Despite banks having 89,000 branches, 55,000 automated teller machines, or ATMs, and over half a million points of sale in the country, more than half of India's 1.2 billion population lacks access to banking services. Technology enabled meaningful financial inclusion would mean gigantic business opportunities for existing as well as new players in banking.
There are currently over 850 million mobile phone connections in India. While banking transactions using mobiles have already begun, with a number of players in the fray, the opportunities are limitless. Handheld devices can do much more than just move money.
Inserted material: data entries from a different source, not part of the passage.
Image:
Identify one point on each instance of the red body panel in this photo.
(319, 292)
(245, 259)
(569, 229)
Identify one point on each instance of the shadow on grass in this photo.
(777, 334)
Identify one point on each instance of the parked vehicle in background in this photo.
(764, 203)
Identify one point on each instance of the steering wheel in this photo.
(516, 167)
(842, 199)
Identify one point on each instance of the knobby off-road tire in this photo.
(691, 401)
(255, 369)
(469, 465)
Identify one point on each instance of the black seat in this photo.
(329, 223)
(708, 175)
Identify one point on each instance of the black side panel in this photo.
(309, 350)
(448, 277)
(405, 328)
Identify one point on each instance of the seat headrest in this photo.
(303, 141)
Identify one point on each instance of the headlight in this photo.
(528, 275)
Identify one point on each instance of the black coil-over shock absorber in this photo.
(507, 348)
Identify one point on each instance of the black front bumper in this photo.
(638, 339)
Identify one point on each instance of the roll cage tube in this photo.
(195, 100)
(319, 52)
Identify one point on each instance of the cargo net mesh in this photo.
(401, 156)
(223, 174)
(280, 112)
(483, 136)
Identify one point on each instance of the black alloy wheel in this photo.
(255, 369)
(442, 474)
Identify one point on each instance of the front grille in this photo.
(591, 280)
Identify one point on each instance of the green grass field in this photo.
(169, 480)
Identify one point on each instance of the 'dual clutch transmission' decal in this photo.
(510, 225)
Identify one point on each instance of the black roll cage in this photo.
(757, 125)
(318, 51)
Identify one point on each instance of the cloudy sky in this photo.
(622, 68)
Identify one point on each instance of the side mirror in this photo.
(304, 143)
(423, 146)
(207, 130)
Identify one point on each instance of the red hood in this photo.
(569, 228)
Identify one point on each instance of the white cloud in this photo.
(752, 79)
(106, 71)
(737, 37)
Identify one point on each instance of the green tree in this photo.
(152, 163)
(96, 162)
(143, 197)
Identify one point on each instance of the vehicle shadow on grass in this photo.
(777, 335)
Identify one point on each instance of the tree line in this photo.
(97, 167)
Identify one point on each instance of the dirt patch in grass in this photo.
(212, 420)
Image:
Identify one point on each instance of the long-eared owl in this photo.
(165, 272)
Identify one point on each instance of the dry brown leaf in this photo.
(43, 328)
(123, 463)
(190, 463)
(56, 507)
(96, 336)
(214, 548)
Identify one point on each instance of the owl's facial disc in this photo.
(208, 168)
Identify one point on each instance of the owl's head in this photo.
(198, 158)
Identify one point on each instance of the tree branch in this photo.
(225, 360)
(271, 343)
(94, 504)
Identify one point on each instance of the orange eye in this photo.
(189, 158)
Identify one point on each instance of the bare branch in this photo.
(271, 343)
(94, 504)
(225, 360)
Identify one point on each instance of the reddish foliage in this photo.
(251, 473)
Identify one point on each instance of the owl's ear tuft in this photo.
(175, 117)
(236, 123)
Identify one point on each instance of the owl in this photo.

Consolidation Among Public Sector Banks
With the government gradually paring down its ownership in PSU banks and finance being directed towards productive uses, the longterm survival of undercapitalised PSU banks will depend on consolidation. With rising fiscal deficit, the chances of further capital infusion to keep weak banks afloat are low.
Impact of Savings Account Deregulation
With the removal of the four per cent interest cap on savings accounts above Rs 1 lakh, banks will have to be more attentive to customers. Now banks will fight over liabilities (deposits), just as they traditionally fought over assets (loan books).
Vibrant Corporate Debt Markets
Such markets, a long pending need, are likely to become a reality. They will draw large and midsized borrowers away from banks, leaving the latter free to focus on small and medium enterprises, apart from drawing millions of the stillunbanked into the banking net. The dependence of banks on wholesale banking will reduce.